En los sistemas políticos altamente centralizados, la flexibilidad se obtiene mediante la sucesión. Cuando alguien tiene el poder, nadie se lo cuestiona, o si lo hacen, sirve de muy poco. Cuando las objeciones, las críticas, tienen efecto, es porque ya perdió poder y ha comenzado a transferirlo hacia el crítico, sea opositor o no.

El Virreinato del Perú fue un claro ejemplo de poder altamente centralizado. Los virreyes eran tan fuertes que, mientras ejercían el poder, era prácticamente imposible controlarlos.
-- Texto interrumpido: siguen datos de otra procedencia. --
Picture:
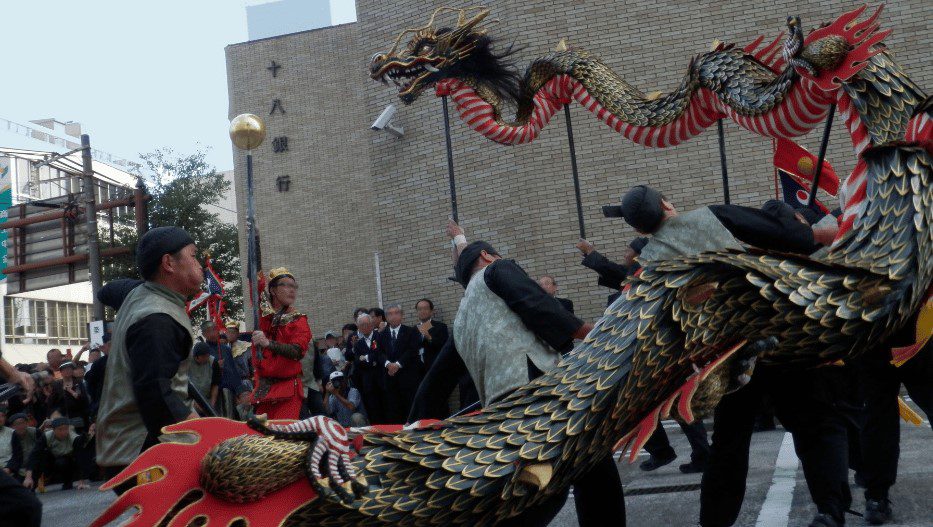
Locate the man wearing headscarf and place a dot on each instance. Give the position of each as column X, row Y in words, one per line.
column 508, row 331
column 146, row 380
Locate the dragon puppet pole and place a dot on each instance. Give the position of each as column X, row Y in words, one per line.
column 450, row 163
column 722, row 161
column 247, row 132
column 454, row 254
column 573, row 169
column 822, row 155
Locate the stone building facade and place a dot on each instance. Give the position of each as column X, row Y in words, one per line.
column 353, row 192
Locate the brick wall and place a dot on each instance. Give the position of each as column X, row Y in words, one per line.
column 387, row 194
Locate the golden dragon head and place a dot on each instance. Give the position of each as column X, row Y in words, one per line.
column 435, row 53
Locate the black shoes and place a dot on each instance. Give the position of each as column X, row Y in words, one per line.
column 878, row 512
column 693, row 467
column 654, row 463
column 825, row 520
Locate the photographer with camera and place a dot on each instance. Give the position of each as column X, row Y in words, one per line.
column 344, row 403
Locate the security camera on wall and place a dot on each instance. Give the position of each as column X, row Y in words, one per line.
column 384, row 122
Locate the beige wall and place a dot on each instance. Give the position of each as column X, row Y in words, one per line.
column 388, row 194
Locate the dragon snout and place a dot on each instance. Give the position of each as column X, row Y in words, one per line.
column 376, row 62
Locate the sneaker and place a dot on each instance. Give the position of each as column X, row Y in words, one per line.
column 860, row 480
column 825, row 520
column 693, row 467
column 654, row 463
column 878, row 512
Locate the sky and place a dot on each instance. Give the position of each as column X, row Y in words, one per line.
column 138, row 75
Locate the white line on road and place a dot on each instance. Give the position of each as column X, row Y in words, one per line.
column 775, row 511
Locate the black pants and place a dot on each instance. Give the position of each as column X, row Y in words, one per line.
column 598, row 496
column 805, row 402
column 658, row 445
column 881, row 383
column 19, row 507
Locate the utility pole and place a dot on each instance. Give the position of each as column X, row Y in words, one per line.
column 90, row 216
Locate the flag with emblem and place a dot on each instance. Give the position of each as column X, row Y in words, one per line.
column 211, row 295
column 795, row 168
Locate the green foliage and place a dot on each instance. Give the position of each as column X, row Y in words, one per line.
column 180, row 186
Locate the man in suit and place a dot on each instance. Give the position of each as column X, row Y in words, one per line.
column 433, row 336
column 549, row 284
column 433, row 332
column 402, row 367
column 367, row 368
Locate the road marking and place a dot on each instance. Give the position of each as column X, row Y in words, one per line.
column 775, row 511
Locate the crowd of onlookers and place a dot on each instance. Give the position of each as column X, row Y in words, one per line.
column 366, row 373
column 50, row 437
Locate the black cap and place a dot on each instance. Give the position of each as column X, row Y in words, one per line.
column 641, row 207
column 468, row 257
column 638, row 244
column 113, row 294
column 157, row 243
column 60, row 421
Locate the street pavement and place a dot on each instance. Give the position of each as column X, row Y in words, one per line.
column 784, row 489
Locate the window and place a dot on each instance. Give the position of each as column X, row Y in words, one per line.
column 49, row 322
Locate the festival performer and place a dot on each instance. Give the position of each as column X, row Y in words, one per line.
column 818, row 427
column 508, row 331
column 146, row 380
column 278, row 346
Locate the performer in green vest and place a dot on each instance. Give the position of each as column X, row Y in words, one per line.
column 146, row 381
column 508, row 330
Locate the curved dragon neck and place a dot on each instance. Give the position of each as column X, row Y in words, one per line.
column 885, row 224
column 759, row 98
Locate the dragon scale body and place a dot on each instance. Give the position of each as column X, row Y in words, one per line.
column 641, row 361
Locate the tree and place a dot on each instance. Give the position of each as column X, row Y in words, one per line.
column 181, row 186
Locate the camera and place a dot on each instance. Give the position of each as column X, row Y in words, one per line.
column 384, row 122
column 384, row 118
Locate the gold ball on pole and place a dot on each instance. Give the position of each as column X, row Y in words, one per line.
column 247, row 131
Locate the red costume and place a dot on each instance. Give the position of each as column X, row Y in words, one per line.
column 279, row 390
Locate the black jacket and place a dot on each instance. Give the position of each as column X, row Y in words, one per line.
column 432, row 348
column 404, row 351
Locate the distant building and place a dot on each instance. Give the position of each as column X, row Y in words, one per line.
column 355, row 192
column 31, row 323
column 286, row 16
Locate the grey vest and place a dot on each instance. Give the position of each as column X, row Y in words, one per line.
column 200, row 376
column 823, row 252
column 120, row 428
column 495, row 344
column 6, row 445
column 687, row 234
column 60, row 447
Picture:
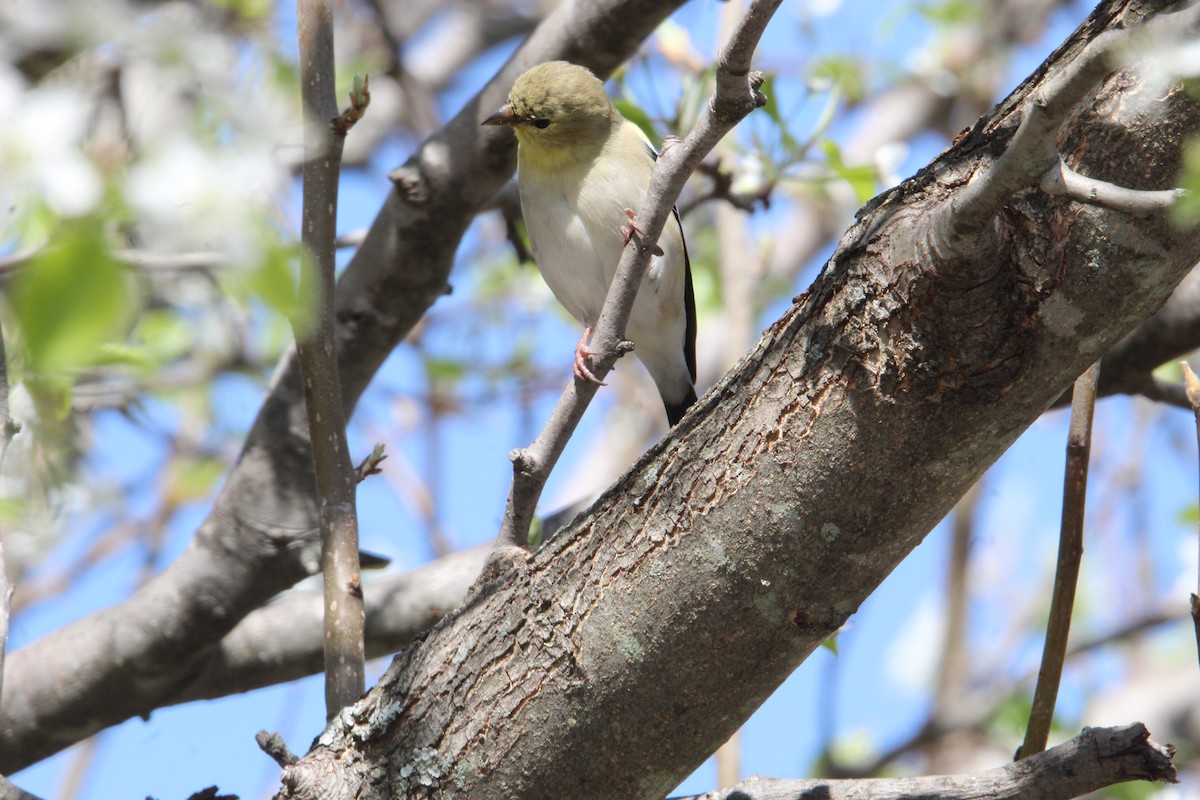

Por eso se estableció el denominado “juicio de residencia”, que cada virrey tenía que enfrentar al concluir su mandato. Una de las principales funciones del nuevo virrey era juzgar al virrey saliente. Este mecanismo permitía sobre todo derivar el descontento propio del desgaste político hacia el antecesor y dejar “limpio” el inicio de la nueva gestión.

Se consideran tres vías clásicas para cuestionar el poder: la crítica, el control y la oposición. En democracias pluralistas como la nuestra, la crítica no sirve de mucho en el líder que pierde, menos aún cuando este ya fue derrotado. La crítica es más eficiente cuando el líder está vigente. El momento es también importante. Poco importa el pasado o el futuro. El control mediante los organismos ad hoc, la justicia o la prensa tiene que aplicarse en el presente. Lo más importante es lo que pasa, no lo que pasó o lo que pasará. Es que la libertad tiene que vivirse cada día.

Por estas condiciones es que en esta etapa del proceso electoral es conveniente ese exorcismo que limpie la cancha para la próxima administración. Ese proceso de sanación que no debe confundirse con la guerra sucia, aunque toda limpieza incluya sacar mugre.